It's a little scary because of the power a couple headlines sprinkled here and there have when they're seen be a lot of people. Something that was nothing becomes a scandal, lies become truths in the public consciousness and can't be fixed (look at the antivax movement). Of course, they also have the power to do great justice as well.
I guess, my point after all this text is still that what you've built isn't minor, there will be and probably have been real world impacts from it. Those impacts stem from public trust in FB's editorial position. If the public doesn't trust FB to show unbiased stories, they interpret the state of the world vastly differently than if they trust FB. This is why I think it's reasonable to have questions, even if they may be somewhat pointed at times.
That said, I really appreciate the fact that you took the time to respond to this thread. Talking to the people directly involved is a great way to disabuse one of falsehoods. :)
EDIT:
For an example of a reason why people are interested in this capability, imagine a rouge FB employee were to push the following headline to everyone: "US Nuclear Arsenal Almost Fired at Russian City"

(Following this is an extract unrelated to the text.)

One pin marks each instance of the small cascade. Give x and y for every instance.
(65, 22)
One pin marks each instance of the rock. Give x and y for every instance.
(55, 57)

The world would see this post made by one person, and the fact that it was pulled nearly immediately would be seen as evidence by some of a cover up and could add tension and possibly instigate an international incident. Until this generation died, you would have people all over the world that would believe that the US nearly nuked a Russian city without provocation.
We can argue about whether there's an ethical problem, but the assertion that there's any sort of legal problem seems completely arbitrary and partisan IMO.
> Editorial control and algorithmic control are two different things.
It's also a meaningless distinction.
The point of contention is the bias, not whether the bias is imposed by an algorithm or by a human. People would still be complaining if Facebook had tweaked its algorithm to achieve identical outputs instead of employing humans to do it manually.
The truth seems to be somewhere in-between -- it was algorithmically generated and then the output was human-modified.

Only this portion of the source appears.